This is the final word on the Omaha Entertainment Awards, at least for the first-annual event. It's only been a week and already people are beginning to forget all about it. The Reader will try to rectify that with today's special issue that provides coverage of the event and behind-the-scenes details. Incidentally, The Omaha World-Herald did cover the show, sort of. Mike Kelly wrote a hundred words in his column Saturday (here) that was more of an acknowledgment than anything else. Still, that's something, and a lot more than most people expected out of the great gray Herald. Can you imagine their editorial meeting to discuss the coverage? I can.
Those who read the next-day Lazy-i coverage of the event may find the following column somewhat redundant.
Column 109: Odd Bedfellows
The OEAs bring them together.
And so, a week after the occasion of the first-ever Omaha Entertainment Awards, we reflect on its necessity and ask ourselves, "Was it all worth it?"
The night after the OEAs at O'Leaver's where unlikely-to-be-nominated-though-worthy bands Cloven Path, Kite Pilot and Latitude, Longitude were playing, the topic of conversation was whether there should be music awards at all. The consensus from members of the local punk and indie scenes was that the OEAs were nothing but hype, that the best award any band could possibly receive was to sell their CDs and get people to come to their gigs. In the end, the crystal phallic symbol doesn't mean jack if your band is playing to crickets in O'Leaver's or Sokol or Mick's or any other venue in -- or out of -- town.
They're right, of course. It's impossible to argue against that logic. Award shows are, for the most part, a marketing ploy designed to sell advertising and promote bands that generally already have more than enough press. And you could quickly discard the whole thing as a giant ego-stroke except for one thing: Never in Omaha have I seen such a diverse group of creative people together in one place at one time.
In the lobby of the Holland Center prior to the show, while a Mariachi band played on the steps leading to the auditorium, Mayor Mike Fahey nattered with an elegantly dressed member of the local theater guild, while a few feet away two guys wearing Mexican-style wrestling masks sipped drinks through straws just a few feet from a stately older gentleman in a tux and his wife who faced a guy in jeans wearing a satin bar jacket who was a few feet from two young ladies in gorgeous ball gowns who whispered in the direction of a gaggle of slam poets looking too cool to be there who were a stone's throw from a 40-ish guy and his pre-teen son who leaned against a wall a few feet from one of the city's best punk bands who moments earlier stood next to a blues guy from Lincoln who stood in line at the bar next to folks from Tilly and the Wall who were standing next to Mayor Mike Fahey.
Where else would -- or could -- such a diverse crowd ever be brought together?

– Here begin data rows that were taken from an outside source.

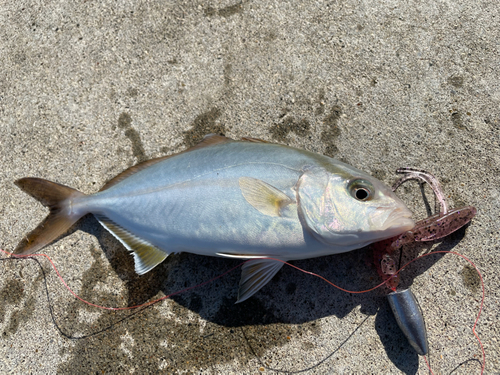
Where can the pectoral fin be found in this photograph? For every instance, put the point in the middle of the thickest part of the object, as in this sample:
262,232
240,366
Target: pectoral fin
265,198
146,255
255,274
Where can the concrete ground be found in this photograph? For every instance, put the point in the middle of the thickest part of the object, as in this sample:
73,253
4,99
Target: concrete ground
89,88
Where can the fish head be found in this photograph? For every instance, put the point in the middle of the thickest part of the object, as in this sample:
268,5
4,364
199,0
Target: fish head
348,208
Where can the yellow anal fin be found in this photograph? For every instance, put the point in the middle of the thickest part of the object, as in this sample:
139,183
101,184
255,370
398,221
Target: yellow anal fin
146,255
263,197
254,275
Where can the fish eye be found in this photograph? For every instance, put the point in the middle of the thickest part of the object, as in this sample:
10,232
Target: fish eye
361,190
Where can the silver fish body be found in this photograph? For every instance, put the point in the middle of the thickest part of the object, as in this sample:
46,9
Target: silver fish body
243,200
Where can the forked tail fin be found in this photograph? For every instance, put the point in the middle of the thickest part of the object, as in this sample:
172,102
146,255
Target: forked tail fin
61,217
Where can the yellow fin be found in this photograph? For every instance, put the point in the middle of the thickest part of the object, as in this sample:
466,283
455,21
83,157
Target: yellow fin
265,198
254,275
146,255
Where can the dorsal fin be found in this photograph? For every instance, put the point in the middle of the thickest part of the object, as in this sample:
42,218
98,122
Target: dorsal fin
208,140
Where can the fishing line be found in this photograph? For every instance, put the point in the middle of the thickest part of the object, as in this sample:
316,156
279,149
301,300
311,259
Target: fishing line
144,305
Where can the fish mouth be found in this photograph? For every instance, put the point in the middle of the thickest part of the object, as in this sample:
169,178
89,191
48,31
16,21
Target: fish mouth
399,221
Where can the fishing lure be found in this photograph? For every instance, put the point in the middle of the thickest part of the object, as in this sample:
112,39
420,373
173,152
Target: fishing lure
403,303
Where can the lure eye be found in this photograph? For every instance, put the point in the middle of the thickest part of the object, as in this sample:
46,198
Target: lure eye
361,190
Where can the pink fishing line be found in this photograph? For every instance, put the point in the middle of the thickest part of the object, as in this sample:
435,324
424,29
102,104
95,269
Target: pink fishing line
483,363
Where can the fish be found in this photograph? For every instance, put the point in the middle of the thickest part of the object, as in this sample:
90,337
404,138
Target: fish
242,199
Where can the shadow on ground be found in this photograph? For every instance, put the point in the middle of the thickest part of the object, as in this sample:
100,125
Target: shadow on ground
290,306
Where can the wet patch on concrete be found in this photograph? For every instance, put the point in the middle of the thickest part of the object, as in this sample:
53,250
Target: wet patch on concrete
321,102
471,279
13,297
132,92
289,124
148,341
331,131
202,125
125,122
224,12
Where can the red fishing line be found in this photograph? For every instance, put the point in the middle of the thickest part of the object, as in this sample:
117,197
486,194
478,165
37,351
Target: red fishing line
483,363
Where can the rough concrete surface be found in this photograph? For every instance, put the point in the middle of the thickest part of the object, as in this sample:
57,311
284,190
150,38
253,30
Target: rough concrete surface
89,88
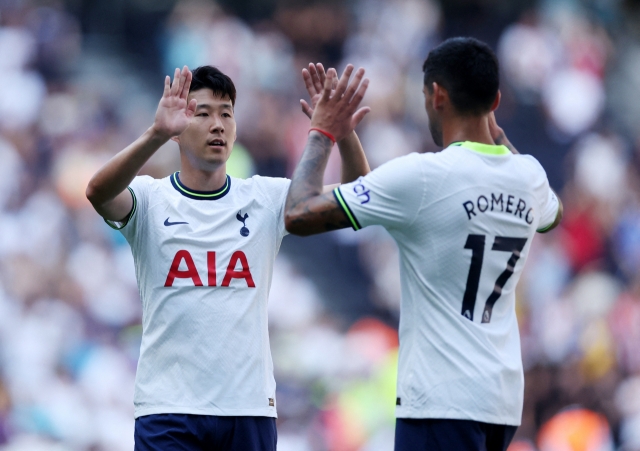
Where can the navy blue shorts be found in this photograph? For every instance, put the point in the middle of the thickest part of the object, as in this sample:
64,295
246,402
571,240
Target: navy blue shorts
182,432
431,434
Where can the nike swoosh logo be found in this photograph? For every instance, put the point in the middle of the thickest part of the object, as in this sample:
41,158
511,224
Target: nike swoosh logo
167,223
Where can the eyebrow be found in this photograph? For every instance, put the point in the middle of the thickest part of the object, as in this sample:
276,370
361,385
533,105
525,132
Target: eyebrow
209,107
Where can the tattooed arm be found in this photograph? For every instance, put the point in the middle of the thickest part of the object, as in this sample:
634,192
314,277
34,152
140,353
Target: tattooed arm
354,160
308,210
500,138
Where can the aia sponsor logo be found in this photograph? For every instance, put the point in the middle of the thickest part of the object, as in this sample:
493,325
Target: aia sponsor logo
238,258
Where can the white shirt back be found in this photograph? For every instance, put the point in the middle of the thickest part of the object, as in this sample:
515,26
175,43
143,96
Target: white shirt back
204,263
463,219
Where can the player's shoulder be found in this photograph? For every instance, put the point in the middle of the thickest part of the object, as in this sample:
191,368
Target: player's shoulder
530,166
146,183
406,162
271,189
260,182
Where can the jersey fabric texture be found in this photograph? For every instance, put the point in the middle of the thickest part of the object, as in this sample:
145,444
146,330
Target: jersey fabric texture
463,220
204,432
204,262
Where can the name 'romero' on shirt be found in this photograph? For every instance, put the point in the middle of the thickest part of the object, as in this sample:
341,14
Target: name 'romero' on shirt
482,204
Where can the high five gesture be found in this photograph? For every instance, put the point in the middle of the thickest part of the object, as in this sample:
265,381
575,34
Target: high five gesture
174,111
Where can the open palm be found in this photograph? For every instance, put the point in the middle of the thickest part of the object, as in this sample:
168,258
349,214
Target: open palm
314,78
174,111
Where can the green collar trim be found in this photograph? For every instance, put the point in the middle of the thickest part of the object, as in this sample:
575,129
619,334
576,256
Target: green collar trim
200,195
486,149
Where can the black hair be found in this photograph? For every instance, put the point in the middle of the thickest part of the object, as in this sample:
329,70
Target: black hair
468,69
210,77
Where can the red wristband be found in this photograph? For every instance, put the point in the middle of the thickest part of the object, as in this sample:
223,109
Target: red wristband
327,134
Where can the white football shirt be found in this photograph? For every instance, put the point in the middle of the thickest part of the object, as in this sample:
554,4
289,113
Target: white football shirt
204,262
463,220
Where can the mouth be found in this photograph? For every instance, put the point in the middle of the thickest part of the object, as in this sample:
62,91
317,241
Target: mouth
217,142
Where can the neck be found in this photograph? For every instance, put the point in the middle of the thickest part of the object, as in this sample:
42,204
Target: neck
199,179
466,128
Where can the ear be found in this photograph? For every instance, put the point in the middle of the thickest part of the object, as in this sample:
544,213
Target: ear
440,96
496,102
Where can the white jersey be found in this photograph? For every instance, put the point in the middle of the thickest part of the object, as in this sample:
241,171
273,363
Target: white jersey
463,220
204,263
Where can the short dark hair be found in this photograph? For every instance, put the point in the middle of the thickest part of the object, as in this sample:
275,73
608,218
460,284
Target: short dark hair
468,69
210,77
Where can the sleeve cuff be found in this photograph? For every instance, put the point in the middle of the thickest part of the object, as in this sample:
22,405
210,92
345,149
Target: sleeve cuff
119,225
345,207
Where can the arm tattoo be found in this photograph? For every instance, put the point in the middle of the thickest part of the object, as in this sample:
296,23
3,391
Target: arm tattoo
308,209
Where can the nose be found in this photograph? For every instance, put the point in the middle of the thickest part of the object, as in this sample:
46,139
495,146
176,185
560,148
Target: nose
216,124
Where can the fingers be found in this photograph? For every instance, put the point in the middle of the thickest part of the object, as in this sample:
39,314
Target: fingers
175,83
355,84
328,83
191,107
320,76
167,86
306,109
344,81
358,116
308,82
187,82
359,95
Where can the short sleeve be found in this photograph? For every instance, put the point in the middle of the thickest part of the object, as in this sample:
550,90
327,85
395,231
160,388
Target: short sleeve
139,189
547,199
390,195
275,190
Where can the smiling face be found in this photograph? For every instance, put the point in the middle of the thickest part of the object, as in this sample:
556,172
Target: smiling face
208,140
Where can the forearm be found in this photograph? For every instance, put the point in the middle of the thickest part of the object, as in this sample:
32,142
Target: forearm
116,175
354,160
307,209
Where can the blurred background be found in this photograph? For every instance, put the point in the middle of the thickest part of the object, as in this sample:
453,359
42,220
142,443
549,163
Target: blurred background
80,79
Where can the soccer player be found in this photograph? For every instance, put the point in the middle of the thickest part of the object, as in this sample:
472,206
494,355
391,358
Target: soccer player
463,220
204,245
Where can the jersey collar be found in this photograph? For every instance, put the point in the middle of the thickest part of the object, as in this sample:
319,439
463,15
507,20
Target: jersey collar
199,195
485,149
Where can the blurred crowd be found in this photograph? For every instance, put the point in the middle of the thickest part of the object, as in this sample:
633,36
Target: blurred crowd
69,305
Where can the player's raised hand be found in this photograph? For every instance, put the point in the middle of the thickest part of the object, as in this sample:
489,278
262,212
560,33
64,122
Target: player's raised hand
337,109
314,78
174,111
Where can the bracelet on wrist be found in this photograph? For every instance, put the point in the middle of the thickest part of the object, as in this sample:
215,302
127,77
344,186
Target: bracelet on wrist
327,134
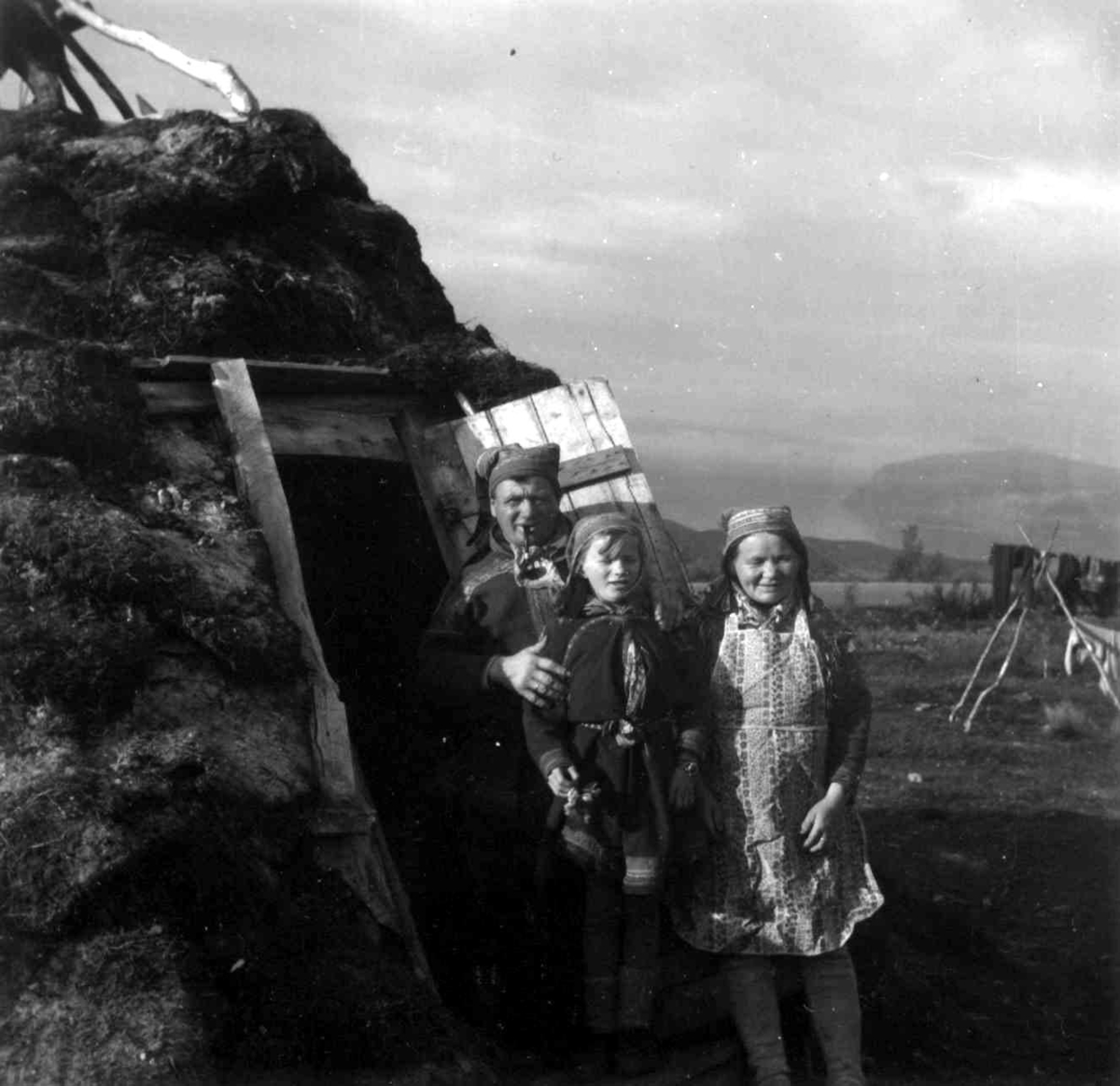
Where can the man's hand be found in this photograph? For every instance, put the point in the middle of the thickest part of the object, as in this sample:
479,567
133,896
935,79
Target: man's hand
667,607
542,682
563,779
818,826
711,813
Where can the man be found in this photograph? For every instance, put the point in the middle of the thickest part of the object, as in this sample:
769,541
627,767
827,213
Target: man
482,644
480,661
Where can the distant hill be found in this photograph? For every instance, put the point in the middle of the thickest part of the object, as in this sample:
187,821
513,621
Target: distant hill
962,504
829,560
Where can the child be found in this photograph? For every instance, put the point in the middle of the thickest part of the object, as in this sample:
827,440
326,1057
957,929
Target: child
616,765
790,716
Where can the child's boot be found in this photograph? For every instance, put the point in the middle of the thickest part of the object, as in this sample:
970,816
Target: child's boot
757,1019
833,997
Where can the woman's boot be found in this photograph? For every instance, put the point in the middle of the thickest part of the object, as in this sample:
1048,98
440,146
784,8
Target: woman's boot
833,999
757,1019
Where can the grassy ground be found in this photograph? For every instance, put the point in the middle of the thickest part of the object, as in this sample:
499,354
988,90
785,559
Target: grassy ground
994,962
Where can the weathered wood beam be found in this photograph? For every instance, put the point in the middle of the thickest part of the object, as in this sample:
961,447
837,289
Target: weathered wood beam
350,837
260,485
307,431
597,467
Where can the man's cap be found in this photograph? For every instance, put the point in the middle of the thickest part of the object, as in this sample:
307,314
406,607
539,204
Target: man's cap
514,462
740,523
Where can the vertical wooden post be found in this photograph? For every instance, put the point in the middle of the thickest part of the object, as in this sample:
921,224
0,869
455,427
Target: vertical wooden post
350,838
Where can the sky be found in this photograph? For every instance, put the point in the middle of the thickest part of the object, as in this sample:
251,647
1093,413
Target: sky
802,239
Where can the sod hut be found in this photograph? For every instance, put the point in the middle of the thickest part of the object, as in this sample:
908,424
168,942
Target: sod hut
190,871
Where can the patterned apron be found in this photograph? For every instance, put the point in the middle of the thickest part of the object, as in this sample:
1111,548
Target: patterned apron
759,891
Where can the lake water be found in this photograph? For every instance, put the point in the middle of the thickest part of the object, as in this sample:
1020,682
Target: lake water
884,593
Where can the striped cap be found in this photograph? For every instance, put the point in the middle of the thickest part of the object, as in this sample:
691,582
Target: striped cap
742,523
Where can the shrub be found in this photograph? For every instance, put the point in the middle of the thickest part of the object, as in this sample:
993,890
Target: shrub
1065,720
957,603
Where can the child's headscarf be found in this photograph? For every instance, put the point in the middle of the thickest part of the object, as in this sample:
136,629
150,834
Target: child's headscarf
774,519
586,530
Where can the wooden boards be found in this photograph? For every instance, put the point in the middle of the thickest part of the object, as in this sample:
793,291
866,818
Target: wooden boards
356,425
348,834
260,482
599,470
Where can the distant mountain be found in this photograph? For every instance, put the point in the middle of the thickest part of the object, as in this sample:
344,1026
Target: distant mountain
962,504
829,560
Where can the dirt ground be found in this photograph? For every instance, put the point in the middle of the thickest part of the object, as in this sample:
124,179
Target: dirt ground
995,960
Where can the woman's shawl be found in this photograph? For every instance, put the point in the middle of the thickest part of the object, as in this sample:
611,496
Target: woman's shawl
848,700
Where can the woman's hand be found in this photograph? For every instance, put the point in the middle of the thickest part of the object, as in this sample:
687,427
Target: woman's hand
682,789
540,681
819,826
563,779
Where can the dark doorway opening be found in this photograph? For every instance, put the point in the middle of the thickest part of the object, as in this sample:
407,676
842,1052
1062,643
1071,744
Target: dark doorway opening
373,575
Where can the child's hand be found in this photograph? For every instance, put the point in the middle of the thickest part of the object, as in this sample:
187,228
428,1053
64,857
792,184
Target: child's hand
563,779
818,826
682,789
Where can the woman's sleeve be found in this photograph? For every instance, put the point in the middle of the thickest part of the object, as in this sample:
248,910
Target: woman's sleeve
849,717
693,710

One of the flaws of the Omaha music scene is how it segregates itself from itself. Go to a blues show at Shag and you'll see a completely different crowd than you'd see at an indie show at O'Leaver's or a play at The Blue Barn or a metal show at Shea Riley's or a hip-hop show at Sokol or a Dixie Chicks concert at The Qwest Center. We don't hate each other, we just don't understand each other very well, nor do we want to. People in this city know what they like -- and what they don't like -- and are more than happy to leave it at that. Any effort to at least try to expose people to something alien to their every-day existence is an achievement in my book, even if, afterward, everyone goes back to their private little corners. At least for one night they shared the same auditorium and maybe even heard something that they wouldn't have heard otherwise.
So, was it worth it? Yeah, even with all the flaws that comes with any first-annual event. It was too long (What awards show isn't?), the sound wasn't quite right, some of the theater people left after their awards had been handed out. There was the problem with the music categorization, specifically jazz and R&B/funk, where the winner was one of the evening's few performers to take home more than one crystal trophy, The Jazzwholes.
The problem, of course, was that The Jazzwholes aren't exactly known for their jazz, R&B or funk chops. They're an alt-pop rock band with a horn section that also happens to have one of the largest followings in the city, thanks to regular Sunday night gigs at Shag (and before Shag, The Goofy Foot Lodge). No one's arguing that The Jazzwholes aren't a talented bunch of guys, but the best jazz band in Omaha?
The error undermined the entire reason for the evening -- to honor the best and brightest of Omaha's music scene in their respective categories. For the OEAs to grow into a respected platform for recognition, the organizers must find a way to guarantee that it doesn't happen again. Someone with some music knowledge has to draw a line and throw out bands that don't belong, or else the whole thing becomes embarrassing both for the misnominated bands and for the Academy who votes for them (of which, I am a member).
Next year, I'm told, this will be fixed, along with the other glitches. In their place will be new ones. But hey, it's all in good fun, right? Now if we can only get those guys at O'Leaver's to lighten up, put on a dinner jacket and join the rest of us, at least for one night.